Volume 3 (2020) Issue 1 No.3 Pages 11-17
By evaluating risks of late mortality and causes of death among long-term survivors after autologous hematopoietic stem cell transplantation (HSCT) in Japan, we clarified what we should focus on during follow-up to reduce them. The study cohort included 6,780 patients who had survived for≥2 years after the first autologous HSCT performed from 1974 to 2012 for hematological diseases. With a median follow-up of 6.0 years among survivors, overall survival probabilities at 5 and 10 years after HSCT were 92% and 83%, respectively. Eight hundred thirty deaths occurred: 451, recurrent primary diseases; 87, subsequent solid cancers; 57, subsequent hematological malignancies; 55, infections; 41, respiratory diseases; 19, cardiovascular diseases; 15, liver diseases; 10, neurological diseases; and 7, kidney/genitourinary diseases (Except small numbers of other causes and missing). According to the log-rank test, the risk of overall mortality was remarkably increased among HSCT recipients compared with the that in the general Japanese population (observed/expected ratio[O/E]=5.4; 95% confidence interval[CI], 5.0-5.8). The risks of cause-specific mortality increased with infection (O/E=6.8; 95% CI, 5.1-8.8), subsequent solid cancers (O/E=1.4; 95% CI, 1.1-1.7), subsequent hematological malignancies (O/E=14.3; 95% CI, 10.8-18.5), kidney/genitourinary diseases (O/E=3.4; 95% CI, 1.4-7.1), respiratory disease (O/E=9.0; 95% CI, 6.5-1.2), and liver diseases (O/E=2.6; 95% CI, 1.4-4.2). Long-term survivors after autologous HSCT are at an increased risk of death due to secondary cancers, infections, and any organ diseases as well as recurrence compared to the general population. When monitoring these patients in the outpatient clinic, it is important for physicians to predict a change in the patient's condition and to start treatment earlier.

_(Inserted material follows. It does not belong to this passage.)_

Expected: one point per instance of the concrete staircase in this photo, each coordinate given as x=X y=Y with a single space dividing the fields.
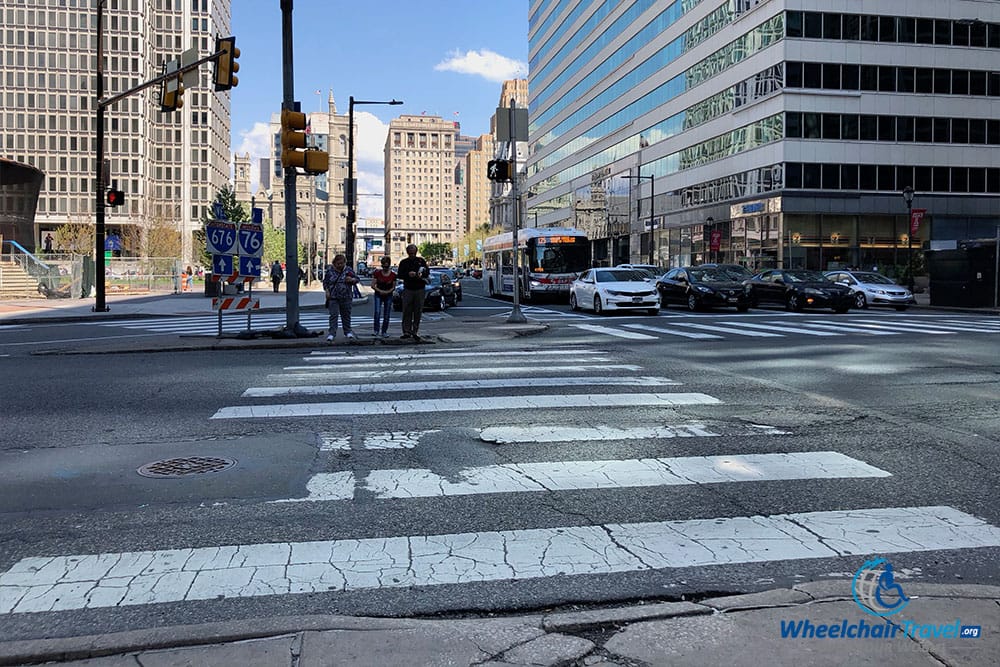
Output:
x=15 y=282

The number of autologous hematopoietic stem cell transplantation (HSCT) is continuously increasing1, and the proportion of long-term survivors after HSCT is expected to increase with the advancement of transplantation and other medical techniques. The risk of developing diseases after autologous HSCT is high in survivors compared to that in the general population owing to damage caused to body organs by consumption of numerous drugs for conditioning chemotherapy and prevention and treatment of complications, primary diseases, which necessitated HSCT, and HSCT itself, although patients with malignant diseases do not experience recurrence. In this study, we evaluated the risks of late mortality and causes of death among long-term survivors after autologous HSCT in Japan and identified important guidelines for predicting and reducing the occurrence of late complications in the out-patient clinic.
Patients and Methods
Patients and data collection
The patient clinical data were collected by the Japan Society for Hematopoietic Cell Transplantation (JSHCT) /Japanese Data Center for Hematopoietic Cell Transplantation (JDCHCT) using the Transplant Registry Unified Management Program (TRUMP) 2,3. The study cohort included 6,780 patients characterized by progression- free survival for≥2 years after the first autologous HSCT, performed from 1974 to 2012 for hematological diseases. This study was approved by the data management committees of the JSHCT and by the institutional review board of the Ethical Committee of Aichi Medical University. JSHCT/JDCHCT observational research protocol requires written informed consents from patients for use of their data for research purposes. Opt-out was permitted, in accordance with the Ethical Guidelines, for patients who received HSCT before May 2017, and those who declined permission for participation in research were not included in the study.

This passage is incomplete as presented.